Try chalk drawing in the rain at least once! When chalk gets wet it goes on brighter and spreads like paint. If there’s no rain in the forecast, soak the chalk in water for 5 to 10 minutes (add a little sugar to the water for even brighter colours!)
Discover your neighbourhood splash pad or wading pool. Visit here a lot. Resolve to put aside your self-consciousness and bring your own bathing suit to play with the kids and cool off too!
Go stargazing. If you’re in a big city, you may need to drive out a little bit to get away from the light pollution. Bring a blanket to lie on and a second blanket to curl up under. What constellations can you find? AstronomyOnline.org offers great mouse over maps to help you identify the constellations visible in each season.
If you’re in the northern hemisphere, be sure to check out the Perseid meteor shower. While technically visible from July 17-August 24, the shower will peak on the nights of August 12 and 13 with 60 or more shooting stars per hour. Don’t forget to make a wish!

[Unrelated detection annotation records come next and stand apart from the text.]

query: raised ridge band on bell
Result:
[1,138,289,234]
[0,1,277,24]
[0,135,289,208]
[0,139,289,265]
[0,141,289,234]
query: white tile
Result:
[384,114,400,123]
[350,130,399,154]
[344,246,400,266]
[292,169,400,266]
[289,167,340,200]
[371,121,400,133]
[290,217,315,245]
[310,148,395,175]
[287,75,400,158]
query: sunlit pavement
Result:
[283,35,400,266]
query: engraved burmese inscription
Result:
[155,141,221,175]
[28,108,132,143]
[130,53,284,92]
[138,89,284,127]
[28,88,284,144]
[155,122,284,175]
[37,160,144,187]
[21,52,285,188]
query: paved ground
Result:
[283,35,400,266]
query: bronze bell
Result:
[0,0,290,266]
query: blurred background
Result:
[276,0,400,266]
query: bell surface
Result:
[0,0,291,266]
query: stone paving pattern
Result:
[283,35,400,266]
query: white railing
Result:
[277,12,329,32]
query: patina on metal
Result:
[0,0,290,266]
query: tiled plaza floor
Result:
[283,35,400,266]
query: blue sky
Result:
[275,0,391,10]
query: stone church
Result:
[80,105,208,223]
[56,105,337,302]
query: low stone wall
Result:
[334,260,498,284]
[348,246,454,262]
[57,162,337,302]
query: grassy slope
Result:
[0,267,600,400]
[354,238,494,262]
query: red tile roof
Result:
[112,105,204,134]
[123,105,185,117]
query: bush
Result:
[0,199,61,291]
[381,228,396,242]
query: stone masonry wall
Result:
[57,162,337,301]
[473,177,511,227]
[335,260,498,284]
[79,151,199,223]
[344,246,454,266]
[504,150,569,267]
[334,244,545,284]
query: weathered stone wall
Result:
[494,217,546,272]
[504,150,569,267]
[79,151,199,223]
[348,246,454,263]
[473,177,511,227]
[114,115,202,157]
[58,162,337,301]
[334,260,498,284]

Spend the day at the beach or lake. Bring buckets and shovels for making a sandcastle. Collect shells or pretty rocks. If you don’t have access to a lake or ocean, visit your local community pool and see how long you can hold your breath underwater.
Go berry picking. Depending on where you live, berry seasons will vary. Here in the Lower Mainland of BC, strawberries generally ripen in June and July, boysenberries in July, blueberries and raspberries in July and August, and Saskatoon berries late July-August. Pick wild blackberries and huckleberries in August and September.
Explore nature. Plan a nature walk or hike for the whole family. Visit nearby forests, rivers, or lakes and see what animals, birds, insects, or fish you can find. If you’re feeling ambitious, make it a scavenger hunt (use pictures for pre-readers). Tip: take a plastic bag with you and make a point of picking up a few pieces of trash while you’re out there.
Visit your local playground. If you don’t have a playground near you, consider if there are any nearby fast food restaurants that might have a play area.
Make a trip to your local library. I remember how wonderful it was to curl up late at night with my favourite books, knowing I didn’t have to get up early for school the next day. Most libraries offer summer reading programs and story times for the younger crowd. Call or go online to find out what your library offers.
Enjoy an ice cream cone or gelato at sunset. This is a family tradition for us. We like sharing lime gelato while watching the sun go down over the water at White Rock Beach.
Plan a camping trip. If time is short or you’re not ready for roughing it, pitch your tent in the backyard. Borrow a tent if you don’t have one.
Blow bubbles. Make your own bubble solution and set the kids loose.
Have a backyard picnic. Spread an old blanket on the grass and make up a plate of apple slices and other fresh fruit, cheese, crackers, and other kid-friendly finger food. Jazz up some ice water with citrus slices. Alternatively, make it a tea party with iced tea in a tea pot and finger sandwiches, complete with fancy hats. Pinkies up!
Learn a new sport! Disc golf or Frisbee golf is quickly gaining in popularity. Disc golf courses are usually free to play, and the game is accessible to most ages and ability levels.
Go geocaching. I’ve been hearing more and more about this modern day form of treasure hunting. Using a GPS, geocachers hide and seek caches using coordinates and clues found on geocaching websites.
Set up an old-fashioned sprinkler or Slip ‘N Slide in the backyard. Get all the neighbourhood kids in on the fun. You join in too!
Ride bikes or go inline skating after dinner. Take advantage of the lingering daylight and cooler evening weather to get in some fun exercise.
Go to the movies. Look around for movie theatres offering cheap children’s movies in the mornings during the summer. Many communities also organize free outdoor movies at local parks.
Visit your local children’s museum. See what’s available in your community. Don’t forget to check out what’s happening at the science centre, planetarium, or aquarium. Kids love the interactive, hands on displays, and many facilities offer special programming through the summer months.
Visit the dog park. Even if you don’t have a dog, the kids will love watching and playing with the dogs there.
Go ice skating. No matter how hot it is outside, it’s always cool at your local ice rink! Kids often skate free, so take advantage of the opportunity to cool down and have fun at the same time. When you leave, see if you can find the Zamboni pile outside and have a summer snowball fight!